A Morte das Cegonhas - (A Vizinha)
Helena Couto de Magalhães, ruiva, 40anos. Faltavam-lhe dois dentes, mas como não exibia seu sorriso, o belíssimo corpo era o que bastava para que a admirassem. Tinha os olhos caídos e tristonhos, que todas as sextas-feiras, eram encobertos por óculos escuros. Os lábios eram mordidos por segurar a raiva que sentia quando a mão pesada do homem lhe alcançava a face.
Em um dia cruel, em que o firmamento já não segurava à força que tinha de espraguejar as águas que mereciam cair, Helena resolveu visitar a vizinha do prédio em frente. A vizinha que ouvia os gritos de dor vindos do apartamento de Helena e que não perdia uma quinta-feira para usar seu binóculo e desfilar nua em seu apartamento de onde observava com todo seu furor os movimentos Heleninha.
Recolheu as cortinas, tomou as chaves e seguiu passo até a porta. Ouviu relampear. Retornou. Achou melhor pegar um guarda-chuva. Foi para o quarto vasculhar seu guarda-roupa. Mais trovoadas. Pensou consigo: “Algo não está bem lá fora”. Desistiu do guarda-chuva. Apanhou uma capa protetora que pudesse lhe cobrir até o prédio em frente.

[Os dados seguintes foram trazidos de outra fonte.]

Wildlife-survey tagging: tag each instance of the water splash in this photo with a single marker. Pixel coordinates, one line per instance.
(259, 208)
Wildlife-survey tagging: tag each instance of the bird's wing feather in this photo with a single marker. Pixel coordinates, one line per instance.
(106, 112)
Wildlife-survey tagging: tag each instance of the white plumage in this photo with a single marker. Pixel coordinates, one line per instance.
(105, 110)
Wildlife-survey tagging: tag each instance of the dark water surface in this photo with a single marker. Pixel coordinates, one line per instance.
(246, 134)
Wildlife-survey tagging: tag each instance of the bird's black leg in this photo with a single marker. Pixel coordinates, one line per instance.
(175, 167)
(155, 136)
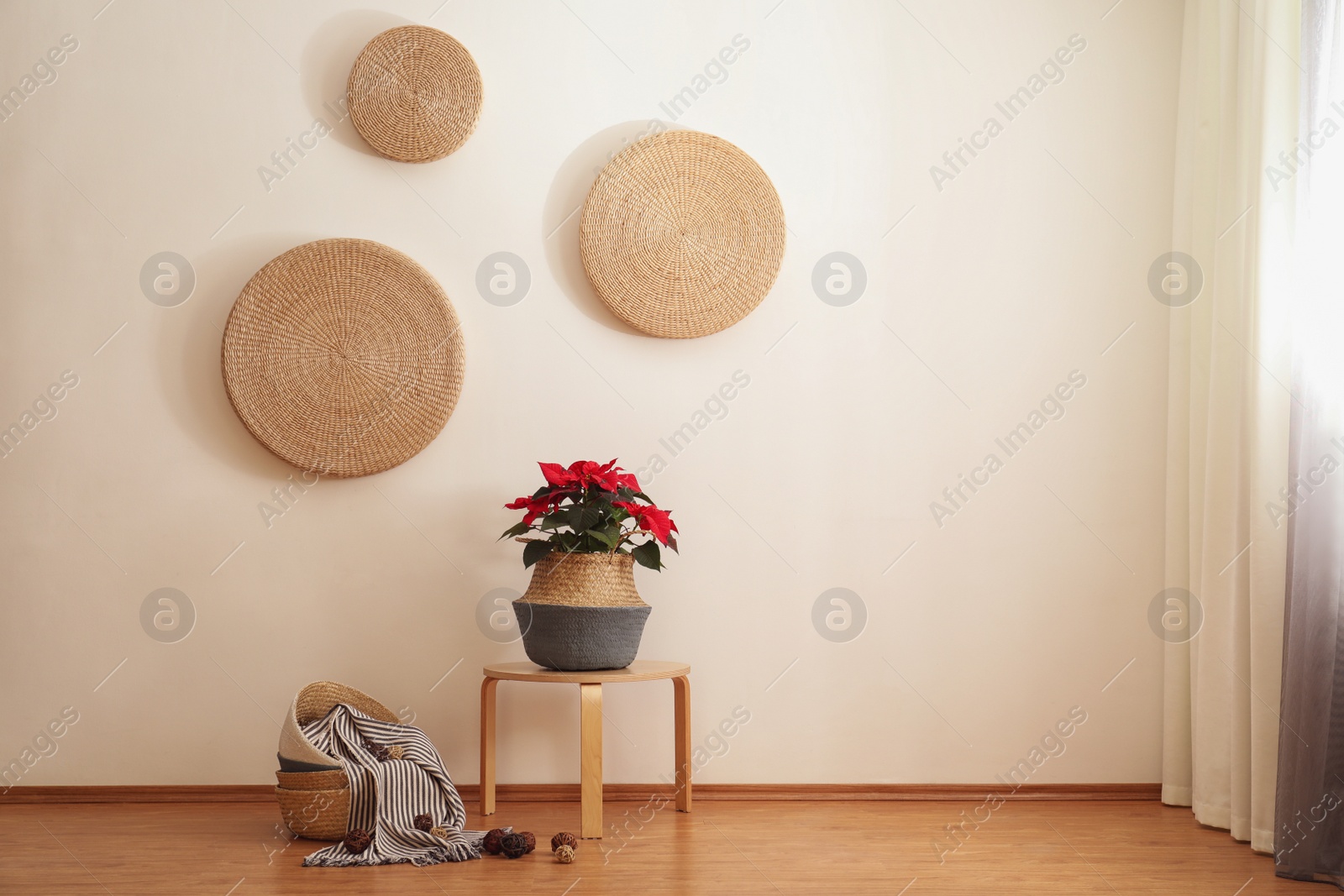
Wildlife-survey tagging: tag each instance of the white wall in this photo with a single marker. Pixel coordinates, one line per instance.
(988, 293)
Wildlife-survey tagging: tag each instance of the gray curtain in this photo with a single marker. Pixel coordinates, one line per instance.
(1310, 801)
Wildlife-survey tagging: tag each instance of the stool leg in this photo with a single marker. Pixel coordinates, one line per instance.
(488, 746)
(682, 700)
(591, 759)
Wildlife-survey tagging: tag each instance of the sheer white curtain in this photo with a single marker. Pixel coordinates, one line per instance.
(1229, 411)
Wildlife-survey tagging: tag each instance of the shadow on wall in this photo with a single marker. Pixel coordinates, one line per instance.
(328, 56)
(564, 208)
(190, 348)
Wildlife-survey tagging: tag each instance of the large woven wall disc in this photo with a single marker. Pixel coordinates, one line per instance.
(343, 356)
(682, 234)
(414, 93)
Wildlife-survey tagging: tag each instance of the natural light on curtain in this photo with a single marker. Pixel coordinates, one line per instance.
(1310, 812)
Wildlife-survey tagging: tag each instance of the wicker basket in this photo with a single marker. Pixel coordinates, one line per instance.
(584, 580)
(316, 804)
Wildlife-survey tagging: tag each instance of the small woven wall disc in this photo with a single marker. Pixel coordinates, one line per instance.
(343, 356)
(682, 234)
(414, 93)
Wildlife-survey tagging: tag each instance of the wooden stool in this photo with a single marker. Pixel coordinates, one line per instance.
(591, 727)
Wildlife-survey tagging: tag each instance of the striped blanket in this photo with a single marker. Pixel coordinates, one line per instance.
(394, 775)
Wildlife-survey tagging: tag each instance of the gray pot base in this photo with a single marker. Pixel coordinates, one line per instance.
(580, 638)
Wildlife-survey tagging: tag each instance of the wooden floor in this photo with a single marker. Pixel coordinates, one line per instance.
(732, 848)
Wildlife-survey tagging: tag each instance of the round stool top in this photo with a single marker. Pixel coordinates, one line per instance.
(638, 671)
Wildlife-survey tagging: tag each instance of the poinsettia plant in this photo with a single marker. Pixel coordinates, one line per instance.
(591, 508)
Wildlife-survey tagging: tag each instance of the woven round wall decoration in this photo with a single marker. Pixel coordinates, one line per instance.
(343, 356)
(682, 234)
(414, 93)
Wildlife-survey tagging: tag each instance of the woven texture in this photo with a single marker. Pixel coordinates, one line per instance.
(581, 638)
(316, 804)
(343, 356)
(414, 94)
(584, 580)
(682, 234)
(316, 815)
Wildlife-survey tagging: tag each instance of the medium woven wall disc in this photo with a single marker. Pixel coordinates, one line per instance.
(343, 356)
(682, 234)
(414, 93)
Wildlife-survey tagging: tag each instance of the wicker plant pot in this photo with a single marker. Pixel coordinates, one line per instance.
(316, 804)
(582, 611)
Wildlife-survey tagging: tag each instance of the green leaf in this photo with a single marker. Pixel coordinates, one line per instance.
(648, 555)
(609, 542)
(581, 517)
(534, 551)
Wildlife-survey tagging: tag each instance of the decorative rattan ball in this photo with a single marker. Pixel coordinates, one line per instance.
(682, 234)
(514, 846)
(343, 358)
(414, 93)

Abandonou a peça. Arriou as cortinas e surpreendeu-se com o tanto de água que rapidamente iam tomando conta da cidade. Mesmo assim não desistiu. Estava disposta a encontrar com a vizinha. Talvez este fosse o momento. O marido não estava em casa e o nada ia preenchendo a solidão daquele apartamento.
Novamente recolheu as cortinas e cambaleou até a porta. Um clarão veio de fora. E as luzes se apagam. Correu para o telefone, mas estava mudo. O desespero estava marcando presença. Precisava de companhia. Ouviu gritos vindos de fora. Foi até a janela. Mais uma vez arriou as cortinas. O pátio do condomínio tinha mais água do que o lago que do parque. E olha que aquele lago é profundo. Mais adiante, próximo ao portão de entrada, alguns moradores tentavam chegar até seus recintos. Mas a raiva de Deus era tão forte que nem arriscavam entrar em suas casas e levarem algumas descargas elétricas.
Helena fechou as cortinas. Seguiu até a porta e saiu. Ficou parada em frente ao elevador que não chegava. Desistiu. Desceu cada um dos cinco andares e, finalmente, avistou a porta de saída do prédio. Com a mão na maçaneta, ouve um grito. Uma voz firme e grossa dizia para que tirasse imediatamente a maldita mão daquela porta. Helena não dá importância e age como seu instinto manda. Tenta diversas vezes abrir a porta que parece emperrada. Mais uma vez ouve aquela voz, familiar aos seus ouvidos. Força a abertura. A voz está mais próxima. Os passos parecem nítidos. A porta se abre. E antes que pudesse ver quem a gritava com tanta insistência, seus joelhos já sentiam a fria e molhada sensação de posse da chuva. Segurou com firmeza a maçaneta até que o volume daquele choro amenizasse. Forçou o caminhar, mas o homem segurou-lhe o braço.
Helena sentia a dor das quartas-feiras, em plena véspera de sábado. O olhar avistava, por uma pequena janela, o prédio em frente. Uma gota d’água atinge seu olho esquerdo. E com a lágrima do direito, completavam o choro que logo viria.